Вдова со студентом ввели подгулявшего лейб-гвардии сержанта в дом, сам бурмистр придержал перед ним распахнутые двери, а тот продолжал балагурить:

— Вот ты, Данилов, хотя ты и златом препоясан, ты знаешь, что такое пиита, вирши, гекзаметр? Нет? Куда тебе, торгаш несчастный!

Оказавшись у лестницы, которая вела к нему в светелку, или, как он любил называть, на антресоли, барин взбунтовался и потребовал «посошок». Вдова вынесла ему чарочку, поклонилась, а он поставил новое требование;

— А кто будет мне чесать пятки?
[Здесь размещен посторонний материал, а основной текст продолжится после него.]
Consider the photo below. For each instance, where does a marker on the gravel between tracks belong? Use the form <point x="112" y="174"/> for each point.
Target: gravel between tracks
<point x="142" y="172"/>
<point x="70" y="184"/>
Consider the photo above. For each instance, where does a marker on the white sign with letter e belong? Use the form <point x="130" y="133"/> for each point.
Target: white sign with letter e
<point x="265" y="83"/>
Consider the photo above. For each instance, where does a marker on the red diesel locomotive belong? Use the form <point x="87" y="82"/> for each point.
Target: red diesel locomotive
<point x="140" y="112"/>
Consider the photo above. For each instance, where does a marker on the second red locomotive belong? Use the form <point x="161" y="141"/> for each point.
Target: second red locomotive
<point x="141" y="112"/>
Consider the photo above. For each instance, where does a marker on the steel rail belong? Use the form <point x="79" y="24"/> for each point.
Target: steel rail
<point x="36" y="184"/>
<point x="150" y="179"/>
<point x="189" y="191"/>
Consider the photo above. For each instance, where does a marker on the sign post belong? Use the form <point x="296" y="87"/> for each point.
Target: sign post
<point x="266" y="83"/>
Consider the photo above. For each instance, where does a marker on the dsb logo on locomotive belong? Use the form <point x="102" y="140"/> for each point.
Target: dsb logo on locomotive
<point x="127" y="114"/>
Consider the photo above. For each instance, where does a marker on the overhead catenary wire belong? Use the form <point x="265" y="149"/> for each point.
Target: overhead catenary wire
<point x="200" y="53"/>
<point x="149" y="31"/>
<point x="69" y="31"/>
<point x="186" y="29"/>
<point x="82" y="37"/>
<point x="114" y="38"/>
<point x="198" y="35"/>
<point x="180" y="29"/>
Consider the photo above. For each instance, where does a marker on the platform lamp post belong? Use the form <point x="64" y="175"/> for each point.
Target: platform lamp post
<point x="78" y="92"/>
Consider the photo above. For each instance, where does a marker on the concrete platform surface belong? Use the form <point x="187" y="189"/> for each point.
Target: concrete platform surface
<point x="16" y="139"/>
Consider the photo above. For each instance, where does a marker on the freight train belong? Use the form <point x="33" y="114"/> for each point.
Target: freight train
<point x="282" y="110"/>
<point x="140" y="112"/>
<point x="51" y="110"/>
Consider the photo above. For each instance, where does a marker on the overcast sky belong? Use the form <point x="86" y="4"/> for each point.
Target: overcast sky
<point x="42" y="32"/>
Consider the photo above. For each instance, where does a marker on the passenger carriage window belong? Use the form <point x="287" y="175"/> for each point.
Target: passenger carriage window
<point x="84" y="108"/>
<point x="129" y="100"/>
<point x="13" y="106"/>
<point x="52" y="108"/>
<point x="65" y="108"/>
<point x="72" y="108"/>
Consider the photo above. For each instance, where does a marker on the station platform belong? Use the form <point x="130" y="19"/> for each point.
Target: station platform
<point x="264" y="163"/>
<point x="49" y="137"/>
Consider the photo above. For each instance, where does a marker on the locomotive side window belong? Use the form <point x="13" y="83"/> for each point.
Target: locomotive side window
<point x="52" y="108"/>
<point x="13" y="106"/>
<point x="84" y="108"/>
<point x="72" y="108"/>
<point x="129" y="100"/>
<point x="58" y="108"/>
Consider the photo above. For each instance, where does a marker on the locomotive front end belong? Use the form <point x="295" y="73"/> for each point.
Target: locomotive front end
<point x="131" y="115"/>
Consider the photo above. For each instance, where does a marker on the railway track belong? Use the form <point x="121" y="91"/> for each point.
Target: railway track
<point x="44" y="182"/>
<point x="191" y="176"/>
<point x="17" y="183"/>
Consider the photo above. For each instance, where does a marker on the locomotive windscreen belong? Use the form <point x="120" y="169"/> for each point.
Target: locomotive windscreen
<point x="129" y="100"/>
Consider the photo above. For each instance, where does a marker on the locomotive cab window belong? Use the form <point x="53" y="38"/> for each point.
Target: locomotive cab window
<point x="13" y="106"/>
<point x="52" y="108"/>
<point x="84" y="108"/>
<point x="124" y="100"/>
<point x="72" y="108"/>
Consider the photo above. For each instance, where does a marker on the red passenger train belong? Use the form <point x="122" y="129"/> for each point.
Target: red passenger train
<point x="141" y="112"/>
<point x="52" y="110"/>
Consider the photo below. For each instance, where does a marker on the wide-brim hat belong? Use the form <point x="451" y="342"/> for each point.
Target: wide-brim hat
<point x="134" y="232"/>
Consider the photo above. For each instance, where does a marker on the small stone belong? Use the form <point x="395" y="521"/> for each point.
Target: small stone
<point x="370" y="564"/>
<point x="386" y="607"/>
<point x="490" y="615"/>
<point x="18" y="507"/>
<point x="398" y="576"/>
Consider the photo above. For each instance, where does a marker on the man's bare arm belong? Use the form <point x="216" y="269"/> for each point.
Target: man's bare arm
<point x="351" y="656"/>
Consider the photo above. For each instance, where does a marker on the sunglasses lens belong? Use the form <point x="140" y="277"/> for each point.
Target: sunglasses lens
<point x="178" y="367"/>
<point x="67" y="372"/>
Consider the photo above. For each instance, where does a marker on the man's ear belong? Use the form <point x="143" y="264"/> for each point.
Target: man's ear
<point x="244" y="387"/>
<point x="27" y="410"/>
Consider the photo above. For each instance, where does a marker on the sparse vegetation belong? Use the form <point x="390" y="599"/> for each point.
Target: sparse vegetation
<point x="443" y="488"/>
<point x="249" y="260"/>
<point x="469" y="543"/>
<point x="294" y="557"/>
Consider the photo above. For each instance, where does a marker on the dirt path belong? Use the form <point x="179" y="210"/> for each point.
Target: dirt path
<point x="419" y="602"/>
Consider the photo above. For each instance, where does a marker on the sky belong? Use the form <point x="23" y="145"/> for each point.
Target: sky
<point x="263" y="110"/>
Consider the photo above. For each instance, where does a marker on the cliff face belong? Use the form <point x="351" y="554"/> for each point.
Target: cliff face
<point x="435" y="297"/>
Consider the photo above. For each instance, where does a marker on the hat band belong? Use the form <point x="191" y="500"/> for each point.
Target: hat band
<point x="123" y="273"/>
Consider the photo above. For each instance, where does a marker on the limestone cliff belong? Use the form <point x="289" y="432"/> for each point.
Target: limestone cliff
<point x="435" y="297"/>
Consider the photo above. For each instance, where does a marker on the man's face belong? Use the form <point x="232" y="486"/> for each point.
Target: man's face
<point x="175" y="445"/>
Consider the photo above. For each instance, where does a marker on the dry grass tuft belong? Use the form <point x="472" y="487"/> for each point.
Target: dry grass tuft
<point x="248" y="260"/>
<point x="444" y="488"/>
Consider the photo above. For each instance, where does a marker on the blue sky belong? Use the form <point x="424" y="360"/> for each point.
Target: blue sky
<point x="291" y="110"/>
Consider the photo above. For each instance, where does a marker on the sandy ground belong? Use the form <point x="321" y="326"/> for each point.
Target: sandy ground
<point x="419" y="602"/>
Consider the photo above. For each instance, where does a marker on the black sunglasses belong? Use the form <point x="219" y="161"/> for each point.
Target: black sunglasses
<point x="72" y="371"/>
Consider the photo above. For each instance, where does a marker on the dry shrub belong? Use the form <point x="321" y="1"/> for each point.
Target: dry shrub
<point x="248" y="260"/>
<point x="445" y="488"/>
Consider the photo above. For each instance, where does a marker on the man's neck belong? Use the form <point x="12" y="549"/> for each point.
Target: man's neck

При дворе всем чешут, даже царевнам. Слышь, Грачиха? Пусть дочка твоя немедля придет, Аленка. Разве я ей не господин?

Но через минуту он уже храпел на перине гусиного пуха.

Хотя солнце уже низко стояло над лесом, завалинка сошлась вновь.

— Досталось тебе, мать моя, — сказал бурмистр, щелкая орешки.

История прачки Грачевой многократно обсуждалась и уже не вызывала лишних разговоров. Вольная дочь приказного писаря, она вышла по любви за переведенца-канатчика. Тогда особенно не разбирались — беглый, не беглый, лишь царю канаты вей. Дом они отстроили — вот этот самый, — родилась Аленка.

Да добрался-таки розыск беглецов и до канатчика Грачева. Явился полицейский ярыжка, предъявил повестку. Оказалось, что Грачев лет тридцать тому назад от кабальной записи уклонился.